Leí y releí esas palabras hasta que las lágrimas me nublaron la vista. Lucía hablaba de un secreto entre ella y Marek, algo ocurrido antes de que él y yo nos casáramos. Hablaba de una noche en San Juan, de promesas rotas y culpas arrastradas durante años.

No podía más. Llamé a Lucía.

—Ven a casa —le dije—. Necesito respuestas.

Llegó una hora después, con el rostro demacrado y los ojos hinchados.

—Ela…

—No quiero excusas —la interrumpí—. Solo dime la verdad.

Lucía se sentó frente a mí y empezó a hablar. Me contó que ella y Marek habían sido novios antes de conocerme, algo que yo ya sabía. Pero lo que no sabía era que nunca dejaron de verse del todo. Que incluso después de nuestra boda hubo encuentros furtivos, cartas escondidas, promesas incumplidas.

—Pero eso fue hace mucho —dijo Lucía entre sollozos—. Yo te elegí a ti como amiga porque necesitaba sentirme cerca de él… y porque te quería de verdad.

Sentí náuseas. Todo mi pasado se tambaleaba.

—¿Y ahora? —pregunté—. ¿Por qué ahora?

Lucía bajó la mirada.

—Hace dos meses me diagnosticaron cáncer —susurró—. Marek lo supo antes que nadie porque estaba conmigo cuando me desmayé en la calle Mayor…

Me quedé helada.

—Él dice que no puede dejarme sola ahora —continuó—. Pero yo no quiero hacerte daño, Ela…

La rabia se mezcló con la compasión. ¿Cómo odiar a alguien que está enfermo? ¿Cómo perdonar una traición tan profunda?

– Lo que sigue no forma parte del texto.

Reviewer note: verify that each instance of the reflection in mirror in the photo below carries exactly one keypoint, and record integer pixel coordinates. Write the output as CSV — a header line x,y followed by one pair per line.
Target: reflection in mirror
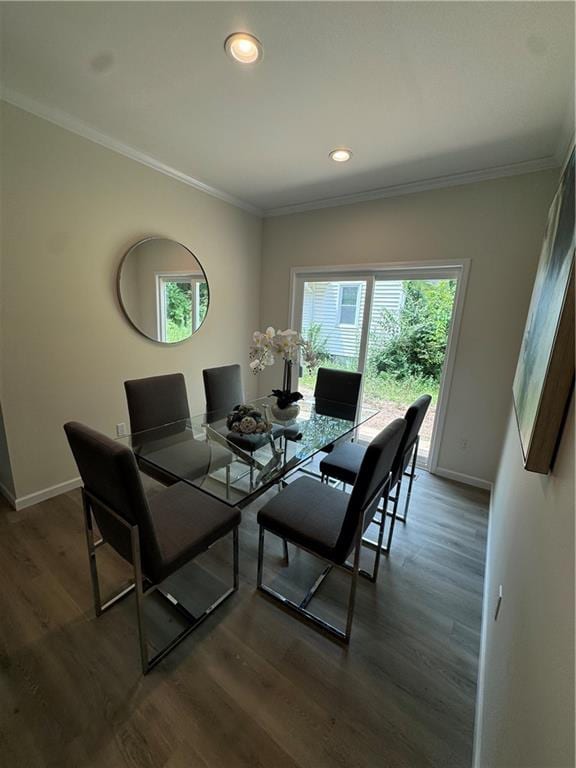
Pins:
x,y
163,290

Esa noche no dormí. Pensé en mis hijos, en mis padres ya fallecidos, en todos los domingos de paella y risas en familia. Pensé en lo sola que me sentía y en lo poco que me conocía realmente a mí misma.

Los días siguientes fueron un torbellino: abogados, papeles del divorcio, visitas al médico con Lucía (sí, fui con ella; no sé si por costumbre o por compasión), mensajes fríos de Marek intentando justificar lo injustificable.

Un día, mientras paseaba por el Retiro intentando ordenar mis pensamientos, me encontré con Carmen, una vecina viuda del edificio.

—Ela, la vida da muchas vueltas —me dijo—. Yo también pensé que no sobreviviría cuando Antonio se fue… pero aquí estoy. No te encierres en el dolor.

Sus palabras me dieron fuerzas para empezar a reconstruirme poco a poco: retomé mis clases de pintura, salí a cenar con amigas del trabajo y hasta me atreví a viajar sola a Cádiz un fin de semana.

Pero el vacío seguía ahí. Y las preguntas también.

Hoy, meses después, sigo sin entenderlo todo. A veces pienso si alguna vez conocí realmente a Marek o incluso a Lucía… o si solo conocí la versión que ellos querían mostrarme.

¿Es posible perdonar una traición así? ¿O solo aprendemos a vivir con las cicatrices?

¿Vosotros qué haríais? ¿Se puede reconstruir una vida después de perderlo todo?